Orwell - The Game
Games,  Reviews

Orwell – The Game

Liberty or safety?

We live in an age where surveillance is easier than ever before and the argument for using it is our safety. But how much are we willing to sacrifice for it?

Orwell is one of those small games who really surprise. It appeared multiple times in my Steam queues and I always skipped it, because I wasn’t sure if it was my kind of thing. Then the Steam summer sale 2017 happened and what should I say… I got weak. A while later I actually played it and never regretted it once. It’s even the only game so far I made every achievement for, because the different ways to handle the… let’s call it case were really fun to discover.

The small German team from Osmotic Studios created a game with simple graphics and controls, but deep meaning. In a time where we voluntarily spread private informations across social media, Orwell shows how easily this can be exploited, even twisted or changed to fit the narrative.

Nomen est omen. The game is all about total surveillance. In Orwell you are an investigator, working for the fictitious nation called “The Nation”. After a terrorist attack at the Freedom Plaza, your job is it to comb through information to find the perpetrator. In your investigation you will visit not only documents provided by the government, but also social media profiles of target persons and even listen in on their most private conversations. While collecting the informations that will hopefully lead to the arrest of the one(s) responsible, what you upload into the Orwell system is completely up to you (some data chunks have to be uploaded in order to continue though). The advisor – your partner in… uhm… crime – then interprets the information provided. Be careful what you upload and what not. It’ll have consequences and lifes may depend on it.

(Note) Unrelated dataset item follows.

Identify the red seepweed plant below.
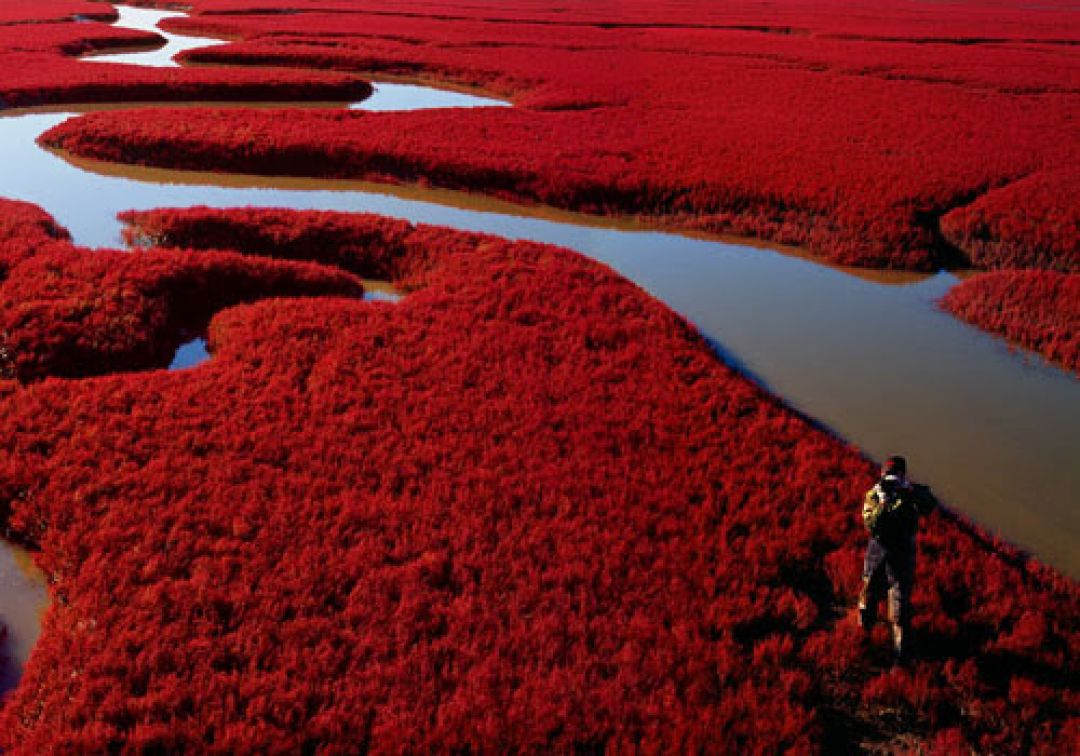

What kept me from buying and playing Orwell for a while are the graphics and the gameplay. Not that the graphics are bad. They are actually quite the contrary. The artistic geometric stile is beautiful and despite the pretty dystopian display of total surveillance, it’s very colourful. But you won’t see much of Bonton or the Nation besides photos in newsreports. Because your job is right in front of your screen. You won’t run around, collecting evidence. You are confined to the coziness of your home (if it’s cozy) and the Orwell system.

Orwell takes about five hours to beat and works completely without voiceacting. So the time you need to beat it would depend on how fast you can read. Doing all achievements I have 17 hours on the clock, and I may be play it again sometimes.

The next season, Orwell: Ignorance is Strength, is already announced and I can’t wait to get my hands on it. Until then, if you haven’t played it yet, keep your eyes open for sales on Steam, Humble Bundle or GOG. Normal price are € 10, but it’s for sale at Humble Bundle at the moment for € 7,99. And if you have Origin Access, you can even play it for free, as it is one of the games in the vault. No excuses left.

I would love to hear from you, if you’ve played it. Tell me how you liked it and what you take on it is. Really, it would made my day. Until then, I hope you have a great week ahead of you.

2 Comments

  • Zerne

    This seems really interesting, actually. As a long-time fan of the game’s namesake, I am interested to see how the developers interpret the world introduced in 1984. I’ll have to add this to my growing list of games I need to play!